Sumana’s setup is simple, which is something I always appreciate. Linux isn’t necessarily about reinventing desktop computing. For most users, it’s about surfing the web and checking email (and, in Sumana’s case, programming). And Linux is a great tool for that. A lot of times when I reach out to people — especially non-admins — about being interviewed, the first thing they say is that their setup isn’t anything interesting. Yet, because Linux is so customizable and because so much software is in play, everyone’s setup is interesting, because everyone’s setup is different in some way. So, as always, if you’re running desktop Linux, I’d love to hear from you.
- Who are you, and what do you do?
I’m Sumana Harihareswara, the Engineering Community Manager for the Wikimedia Foundation. I nurture the open source community behind Wikipedia.
- Why do you use Linux?
Freedom is really important to me. And it’s great for when I want to noodle around with random bits of programming.

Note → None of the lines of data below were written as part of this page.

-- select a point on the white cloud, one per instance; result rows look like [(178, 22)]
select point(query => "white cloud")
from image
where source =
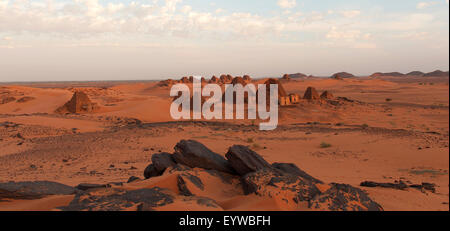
[(423, 5), (287, 4), (350, 13), (186, 9), (347, 35)]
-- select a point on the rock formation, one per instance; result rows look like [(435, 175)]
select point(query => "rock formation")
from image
[(437, 73), (311, 94), (79, 103), (326, 95)]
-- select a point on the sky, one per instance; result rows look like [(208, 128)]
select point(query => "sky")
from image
[(67, 40)]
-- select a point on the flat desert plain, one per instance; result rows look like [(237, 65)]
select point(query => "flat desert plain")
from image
[(374, 144)]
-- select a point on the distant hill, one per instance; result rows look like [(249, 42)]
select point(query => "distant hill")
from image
[(390, 74), (341, 75), (296, 75), (437, 73), (415, 73)]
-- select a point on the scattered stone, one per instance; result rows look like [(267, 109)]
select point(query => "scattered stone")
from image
[(194, 154), (160, 162), (183, 187), (87, 186), (326, 95), (343, 197), (397, 185), (118, 200), (7, 99), (79, 103), (269, 182), (133, 179)]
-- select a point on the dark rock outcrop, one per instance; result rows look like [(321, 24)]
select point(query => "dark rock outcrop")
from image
[(194, 154), (118, 199), (269, 182), (311, 94), (400, 185), (79, 103), (25, 99), (33, 189), (343, 197), (6, 99), (342, 75), (160, 162), (87, 186), (244, 160), (294, 170), (326, 95), (182, 184)]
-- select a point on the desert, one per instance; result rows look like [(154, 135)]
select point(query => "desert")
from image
[(343, 143)]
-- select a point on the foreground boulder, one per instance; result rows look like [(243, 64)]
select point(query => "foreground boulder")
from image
[(33, 189), (311, 94), (244, 160), (160, 162), (342, 75), (196, 155), (271, 183), (326, 95), (343, 197), (119, 199), (79, 103)]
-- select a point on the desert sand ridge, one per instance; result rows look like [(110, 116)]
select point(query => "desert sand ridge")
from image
[(386, 136)]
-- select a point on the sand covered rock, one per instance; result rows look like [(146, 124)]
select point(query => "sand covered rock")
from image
[(326, 95), (295, 98), (343, 197), (294, 170), (25, 99), (33, 189), (286, 77), (184, 80), (160, 162), (244, 160), (247, 78), (311, 94), (184, 179), (88, 186), (214, 79), (194, 154), (239, 80), (296, 76), (7, 99), (79, 103), (226, 79), (281, 91), (272, 183)]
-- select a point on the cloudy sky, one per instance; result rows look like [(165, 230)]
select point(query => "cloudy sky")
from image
[(42, 40)]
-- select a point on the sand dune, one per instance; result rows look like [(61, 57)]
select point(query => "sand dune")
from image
[(380, 129)]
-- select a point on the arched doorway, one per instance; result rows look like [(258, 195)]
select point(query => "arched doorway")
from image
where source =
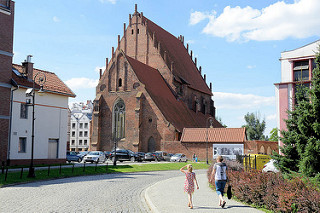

- What distribution do you run on your main desktop/laptop?
I run Ubuntu, although I keep meaning to switch to Debian or openSUSE and see what it’s like to run those for a while.
- What desktop environment do you use and why do you use it?
I use GNOME; I’ve been a part of the GNOME community for a while and I’m used to it.
- What one piece of software do you depend upon with this distribution? Why is it so important?
Thunderbird. I use offline email a LOT so web-based email interfaces just aren’t as great. And the Enigmail and Undigestify plugins help with privacy and workflow.
- What kind of hardware do you run this setup on?
A Lenovo Thinkpad X220 for work, and recently (and again—soon—in the future) a ZaReason Hoverboard for my personal laptop. Super light!